Rolling Hills vs Treron
Where Rolling Hills belongs to Cloverdale Paint's range, Treron is a Farrow & Ball color. These are both greige-greys, so the question isn't which hue to choose — it's where within greige-grey to land. Rolling Hills (LRV 28) reflects noticeably more light than Treron (LRV 25), a difference of 3 points that becomes especially apparent in rooms with limited natural light. The ΔE 3.8 gap is real but not dramatic — close enough to use together, distinct enough to matter as a choice. Below you'll find 5 real-room photo comparisons where both colors appear side by side, plus 5 simulated room previews.

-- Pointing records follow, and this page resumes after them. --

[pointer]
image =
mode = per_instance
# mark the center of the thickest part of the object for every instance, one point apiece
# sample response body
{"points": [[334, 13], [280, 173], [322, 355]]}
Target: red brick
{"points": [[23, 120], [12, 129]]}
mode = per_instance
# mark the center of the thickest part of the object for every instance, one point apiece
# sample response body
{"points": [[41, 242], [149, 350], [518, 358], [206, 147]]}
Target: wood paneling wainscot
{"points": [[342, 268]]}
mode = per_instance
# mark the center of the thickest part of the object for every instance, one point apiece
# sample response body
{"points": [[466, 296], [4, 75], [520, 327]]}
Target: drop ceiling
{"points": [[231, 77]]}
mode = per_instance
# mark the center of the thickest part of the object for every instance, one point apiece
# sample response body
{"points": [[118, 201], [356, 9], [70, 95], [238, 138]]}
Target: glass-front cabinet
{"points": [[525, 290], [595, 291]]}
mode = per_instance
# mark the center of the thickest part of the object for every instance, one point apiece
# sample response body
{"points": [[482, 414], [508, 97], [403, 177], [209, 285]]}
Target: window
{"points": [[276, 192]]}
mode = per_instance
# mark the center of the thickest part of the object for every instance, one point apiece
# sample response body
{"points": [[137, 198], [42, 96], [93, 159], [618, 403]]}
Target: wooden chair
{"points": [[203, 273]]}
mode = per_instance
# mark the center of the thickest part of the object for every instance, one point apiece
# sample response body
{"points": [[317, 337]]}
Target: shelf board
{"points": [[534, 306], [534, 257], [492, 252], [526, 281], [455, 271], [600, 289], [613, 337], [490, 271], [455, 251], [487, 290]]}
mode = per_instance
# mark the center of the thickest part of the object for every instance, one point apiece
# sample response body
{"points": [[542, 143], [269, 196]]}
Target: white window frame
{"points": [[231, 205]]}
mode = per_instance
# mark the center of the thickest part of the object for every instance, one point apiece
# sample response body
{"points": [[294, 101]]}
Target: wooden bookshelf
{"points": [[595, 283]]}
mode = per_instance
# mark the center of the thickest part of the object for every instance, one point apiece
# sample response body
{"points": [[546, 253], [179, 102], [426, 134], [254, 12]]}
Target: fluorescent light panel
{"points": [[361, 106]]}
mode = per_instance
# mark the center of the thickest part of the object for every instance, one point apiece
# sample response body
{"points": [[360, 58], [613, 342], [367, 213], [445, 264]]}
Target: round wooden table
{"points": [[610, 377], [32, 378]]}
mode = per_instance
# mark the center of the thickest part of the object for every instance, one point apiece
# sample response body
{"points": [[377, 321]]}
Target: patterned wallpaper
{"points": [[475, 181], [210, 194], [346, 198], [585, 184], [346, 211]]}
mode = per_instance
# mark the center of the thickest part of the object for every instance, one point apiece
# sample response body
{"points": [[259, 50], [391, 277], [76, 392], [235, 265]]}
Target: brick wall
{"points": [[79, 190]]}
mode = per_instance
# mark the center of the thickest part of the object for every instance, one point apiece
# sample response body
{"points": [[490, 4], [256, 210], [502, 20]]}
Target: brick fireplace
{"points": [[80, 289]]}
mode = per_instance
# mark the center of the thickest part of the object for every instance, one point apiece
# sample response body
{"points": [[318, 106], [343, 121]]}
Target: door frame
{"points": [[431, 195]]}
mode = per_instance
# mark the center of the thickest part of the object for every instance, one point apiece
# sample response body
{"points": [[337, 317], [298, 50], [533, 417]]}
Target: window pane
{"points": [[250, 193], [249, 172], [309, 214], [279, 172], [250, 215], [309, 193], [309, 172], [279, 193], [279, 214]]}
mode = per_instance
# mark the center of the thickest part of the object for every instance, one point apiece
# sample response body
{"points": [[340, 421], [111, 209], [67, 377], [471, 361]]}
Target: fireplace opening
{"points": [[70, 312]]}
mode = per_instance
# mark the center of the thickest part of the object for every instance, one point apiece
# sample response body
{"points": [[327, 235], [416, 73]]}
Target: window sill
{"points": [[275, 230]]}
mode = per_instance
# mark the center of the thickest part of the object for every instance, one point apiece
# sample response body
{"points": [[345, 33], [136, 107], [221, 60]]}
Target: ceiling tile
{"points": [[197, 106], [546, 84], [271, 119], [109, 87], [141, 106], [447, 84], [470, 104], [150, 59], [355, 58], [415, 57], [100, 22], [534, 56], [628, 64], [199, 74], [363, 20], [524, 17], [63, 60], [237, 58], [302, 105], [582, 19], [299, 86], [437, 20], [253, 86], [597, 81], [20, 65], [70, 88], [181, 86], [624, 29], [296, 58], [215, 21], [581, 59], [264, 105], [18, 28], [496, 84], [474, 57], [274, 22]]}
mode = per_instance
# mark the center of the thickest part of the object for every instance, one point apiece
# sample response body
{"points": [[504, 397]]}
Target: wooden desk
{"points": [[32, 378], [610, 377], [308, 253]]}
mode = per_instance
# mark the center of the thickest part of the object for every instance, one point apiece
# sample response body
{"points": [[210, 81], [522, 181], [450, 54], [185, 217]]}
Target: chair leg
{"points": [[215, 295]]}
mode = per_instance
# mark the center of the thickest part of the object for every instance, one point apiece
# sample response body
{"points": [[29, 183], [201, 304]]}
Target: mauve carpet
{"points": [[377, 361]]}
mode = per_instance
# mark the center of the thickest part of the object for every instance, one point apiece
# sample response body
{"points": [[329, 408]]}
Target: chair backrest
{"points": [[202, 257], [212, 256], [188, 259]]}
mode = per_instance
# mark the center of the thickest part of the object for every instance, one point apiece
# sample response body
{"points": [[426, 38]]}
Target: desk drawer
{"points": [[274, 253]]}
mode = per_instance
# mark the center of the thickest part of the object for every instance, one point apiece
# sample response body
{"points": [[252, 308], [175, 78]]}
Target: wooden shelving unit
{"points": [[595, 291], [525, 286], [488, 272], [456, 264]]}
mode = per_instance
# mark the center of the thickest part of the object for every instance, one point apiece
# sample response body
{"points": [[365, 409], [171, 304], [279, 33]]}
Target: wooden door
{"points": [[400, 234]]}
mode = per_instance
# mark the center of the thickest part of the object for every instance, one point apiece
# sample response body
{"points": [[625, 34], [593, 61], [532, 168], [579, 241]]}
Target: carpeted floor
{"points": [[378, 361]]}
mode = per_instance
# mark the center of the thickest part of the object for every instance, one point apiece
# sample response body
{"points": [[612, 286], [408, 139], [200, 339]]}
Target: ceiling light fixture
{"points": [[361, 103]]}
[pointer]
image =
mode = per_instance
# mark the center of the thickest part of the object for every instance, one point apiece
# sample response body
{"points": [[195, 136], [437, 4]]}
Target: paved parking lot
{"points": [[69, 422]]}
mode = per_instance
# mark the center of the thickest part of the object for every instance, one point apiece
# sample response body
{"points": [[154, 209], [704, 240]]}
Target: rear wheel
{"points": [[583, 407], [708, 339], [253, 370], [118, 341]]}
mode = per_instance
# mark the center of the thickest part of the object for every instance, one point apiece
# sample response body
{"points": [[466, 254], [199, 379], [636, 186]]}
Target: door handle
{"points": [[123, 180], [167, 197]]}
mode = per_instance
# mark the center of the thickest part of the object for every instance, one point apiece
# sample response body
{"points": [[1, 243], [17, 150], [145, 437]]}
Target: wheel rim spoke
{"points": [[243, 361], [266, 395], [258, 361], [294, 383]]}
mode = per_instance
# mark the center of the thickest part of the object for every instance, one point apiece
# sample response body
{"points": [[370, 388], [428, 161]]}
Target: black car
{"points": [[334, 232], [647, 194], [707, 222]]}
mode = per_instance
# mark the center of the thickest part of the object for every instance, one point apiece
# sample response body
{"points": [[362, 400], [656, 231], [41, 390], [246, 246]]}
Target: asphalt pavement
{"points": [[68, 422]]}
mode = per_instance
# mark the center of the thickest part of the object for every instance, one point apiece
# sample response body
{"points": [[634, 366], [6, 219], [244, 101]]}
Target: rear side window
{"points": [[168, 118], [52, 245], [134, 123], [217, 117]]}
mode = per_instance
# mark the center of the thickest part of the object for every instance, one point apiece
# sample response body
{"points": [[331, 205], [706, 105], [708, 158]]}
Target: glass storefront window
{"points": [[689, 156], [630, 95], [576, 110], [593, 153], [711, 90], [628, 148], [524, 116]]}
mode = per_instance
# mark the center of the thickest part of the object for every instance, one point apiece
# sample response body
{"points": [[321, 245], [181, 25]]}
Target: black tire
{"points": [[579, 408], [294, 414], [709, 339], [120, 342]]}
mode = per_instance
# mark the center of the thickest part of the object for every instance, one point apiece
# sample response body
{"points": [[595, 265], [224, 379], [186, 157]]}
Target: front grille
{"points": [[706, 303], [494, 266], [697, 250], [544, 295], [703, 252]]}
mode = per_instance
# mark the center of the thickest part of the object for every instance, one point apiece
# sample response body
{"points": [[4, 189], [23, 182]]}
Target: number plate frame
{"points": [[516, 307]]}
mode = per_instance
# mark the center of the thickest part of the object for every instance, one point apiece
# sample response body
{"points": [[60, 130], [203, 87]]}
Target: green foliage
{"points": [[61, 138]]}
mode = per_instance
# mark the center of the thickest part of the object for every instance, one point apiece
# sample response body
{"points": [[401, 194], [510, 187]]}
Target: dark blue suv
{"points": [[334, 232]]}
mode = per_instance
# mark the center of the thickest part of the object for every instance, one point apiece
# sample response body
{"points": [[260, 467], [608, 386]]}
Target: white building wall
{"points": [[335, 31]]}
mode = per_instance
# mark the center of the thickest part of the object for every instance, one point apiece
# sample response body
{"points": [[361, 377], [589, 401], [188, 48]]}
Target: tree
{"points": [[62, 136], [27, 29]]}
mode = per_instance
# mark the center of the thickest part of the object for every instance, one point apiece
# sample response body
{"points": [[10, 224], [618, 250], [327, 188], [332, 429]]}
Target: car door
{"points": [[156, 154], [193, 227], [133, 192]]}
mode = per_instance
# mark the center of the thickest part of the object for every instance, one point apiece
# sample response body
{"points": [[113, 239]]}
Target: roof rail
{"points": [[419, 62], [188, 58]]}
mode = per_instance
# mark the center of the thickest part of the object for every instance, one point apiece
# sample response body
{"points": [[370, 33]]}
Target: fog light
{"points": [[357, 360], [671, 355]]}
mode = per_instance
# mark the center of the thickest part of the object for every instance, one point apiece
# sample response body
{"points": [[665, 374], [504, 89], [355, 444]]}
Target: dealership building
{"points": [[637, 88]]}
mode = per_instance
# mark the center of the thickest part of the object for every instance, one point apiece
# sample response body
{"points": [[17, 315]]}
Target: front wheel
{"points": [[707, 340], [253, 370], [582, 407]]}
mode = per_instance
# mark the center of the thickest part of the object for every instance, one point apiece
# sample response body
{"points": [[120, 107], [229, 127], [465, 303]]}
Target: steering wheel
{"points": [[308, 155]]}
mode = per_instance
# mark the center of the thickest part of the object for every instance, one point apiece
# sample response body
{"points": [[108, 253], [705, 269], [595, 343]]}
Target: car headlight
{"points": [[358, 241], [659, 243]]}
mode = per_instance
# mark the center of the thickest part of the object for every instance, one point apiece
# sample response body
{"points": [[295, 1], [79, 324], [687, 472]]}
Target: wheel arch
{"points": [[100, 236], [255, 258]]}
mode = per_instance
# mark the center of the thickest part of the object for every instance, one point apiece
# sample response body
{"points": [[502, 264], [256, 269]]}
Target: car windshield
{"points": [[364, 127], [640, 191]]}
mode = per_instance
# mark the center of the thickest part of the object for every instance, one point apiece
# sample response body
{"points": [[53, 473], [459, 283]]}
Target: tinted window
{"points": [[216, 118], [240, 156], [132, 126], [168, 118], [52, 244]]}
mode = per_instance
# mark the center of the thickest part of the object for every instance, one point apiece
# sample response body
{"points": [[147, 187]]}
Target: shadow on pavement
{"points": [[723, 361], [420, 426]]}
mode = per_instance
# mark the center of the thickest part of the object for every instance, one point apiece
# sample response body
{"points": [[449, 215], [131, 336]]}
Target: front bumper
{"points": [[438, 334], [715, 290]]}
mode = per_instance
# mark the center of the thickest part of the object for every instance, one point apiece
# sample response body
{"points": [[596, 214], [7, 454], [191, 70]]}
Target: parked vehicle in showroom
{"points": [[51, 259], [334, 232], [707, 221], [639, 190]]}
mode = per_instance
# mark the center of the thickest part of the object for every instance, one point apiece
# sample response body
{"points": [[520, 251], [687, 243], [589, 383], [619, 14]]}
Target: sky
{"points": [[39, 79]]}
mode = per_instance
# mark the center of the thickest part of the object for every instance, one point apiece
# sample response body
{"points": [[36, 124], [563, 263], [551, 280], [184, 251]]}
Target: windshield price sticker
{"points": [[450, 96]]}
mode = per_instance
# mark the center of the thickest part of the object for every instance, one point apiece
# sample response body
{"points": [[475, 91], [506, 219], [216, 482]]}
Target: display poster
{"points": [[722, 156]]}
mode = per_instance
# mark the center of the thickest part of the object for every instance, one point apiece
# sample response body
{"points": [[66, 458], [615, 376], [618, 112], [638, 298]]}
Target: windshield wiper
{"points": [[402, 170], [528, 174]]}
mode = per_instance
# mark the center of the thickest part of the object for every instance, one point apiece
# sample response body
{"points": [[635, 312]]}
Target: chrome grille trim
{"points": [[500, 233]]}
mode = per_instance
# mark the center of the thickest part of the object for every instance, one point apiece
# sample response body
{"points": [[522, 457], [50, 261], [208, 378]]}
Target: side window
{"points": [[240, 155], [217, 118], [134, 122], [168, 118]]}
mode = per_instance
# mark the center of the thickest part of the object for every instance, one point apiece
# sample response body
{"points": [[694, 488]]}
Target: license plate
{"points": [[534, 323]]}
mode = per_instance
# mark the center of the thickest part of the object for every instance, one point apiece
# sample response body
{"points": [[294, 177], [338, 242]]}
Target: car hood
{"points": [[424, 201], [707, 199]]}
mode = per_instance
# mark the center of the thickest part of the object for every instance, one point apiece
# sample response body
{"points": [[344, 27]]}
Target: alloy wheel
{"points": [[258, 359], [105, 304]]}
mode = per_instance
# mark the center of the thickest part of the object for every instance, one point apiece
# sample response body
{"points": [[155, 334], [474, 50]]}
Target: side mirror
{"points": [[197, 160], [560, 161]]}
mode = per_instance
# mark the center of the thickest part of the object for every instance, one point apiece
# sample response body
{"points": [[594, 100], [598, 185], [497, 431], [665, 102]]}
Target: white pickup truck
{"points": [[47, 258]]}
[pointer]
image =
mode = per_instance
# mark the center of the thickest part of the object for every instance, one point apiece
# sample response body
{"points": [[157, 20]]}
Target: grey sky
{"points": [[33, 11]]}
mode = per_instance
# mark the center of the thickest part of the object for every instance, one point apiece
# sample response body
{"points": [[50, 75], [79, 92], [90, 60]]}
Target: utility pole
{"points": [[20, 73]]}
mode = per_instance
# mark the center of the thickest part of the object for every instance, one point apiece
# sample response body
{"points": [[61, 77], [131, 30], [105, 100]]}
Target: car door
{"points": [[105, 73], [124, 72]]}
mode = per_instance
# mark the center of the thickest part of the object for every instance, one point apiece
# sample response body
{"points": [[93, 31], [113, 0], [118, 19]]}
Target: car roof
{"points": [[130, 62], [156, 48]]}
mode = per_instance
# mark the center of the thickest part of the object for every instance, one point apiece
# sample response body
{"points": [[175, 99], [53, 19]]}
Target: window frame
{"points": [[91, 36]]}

Rolling Hills vs Treron in Real Spaces
5 real rooms side by side. Rolling Hills and Treron are close enough that the difference can be hard to judge from a chip alone — these photos show how each reads at scale, across different spaces and lighting conditions.
Living Room
In a living room, color works across both daylight and evening light — the same wall can read very differently at noon and at 8pm. The brightness difference is modest but present — Rolling Hills gives the walls a little more lift.
Bedroom
The context that matters most in a bedroom is how a color reads under a bedside lamp at night, not under noon daylight. Rolling Hills reads slightly lighter here — a subtle but real difference in how open the space feels.
Kitchen
In a kitchen, colors are seen under bright task lighting that amplifies undertones — what reads neutral elsewhere can show its hand here. Rolling Hills reads slightly lighter here — a subtle but real difference in how open the space feels.
Dining Room
A dining room lit by a dimmed pendant or candles is one of the most forgiving environments for paint — warm light softens almost everything. Rolling Hills has the edge in reflectance, which shows as a quiet sense of added space rather than an obvious contrast.
Bathroom
Bathrooms are one of the few spaces where you're genuinely enclosed by the paint color, which makes the choice between these two more consequential. Rolling Hills reads slightly lighter here — a subtle but real difference in how open the space feels.
Color Details
Rolling Hills vs Treron Simulated Comparison
5 simulated room previews — drag the slider on each to see Rolling Hills on one side and Treron on the other.
Digital color is approximate. These simulations are generated from the manufacturer's hex values and overlaid on grayscale room photos — your screen's calibration, brightness, and viewing angle all affect how they render. Before committing to either color, test physical samples in your own space under the light you actually live with.
More Rolling Hills comparisons
See how Rolling Hills stacks up against other well-photographed colors across different brands and tones.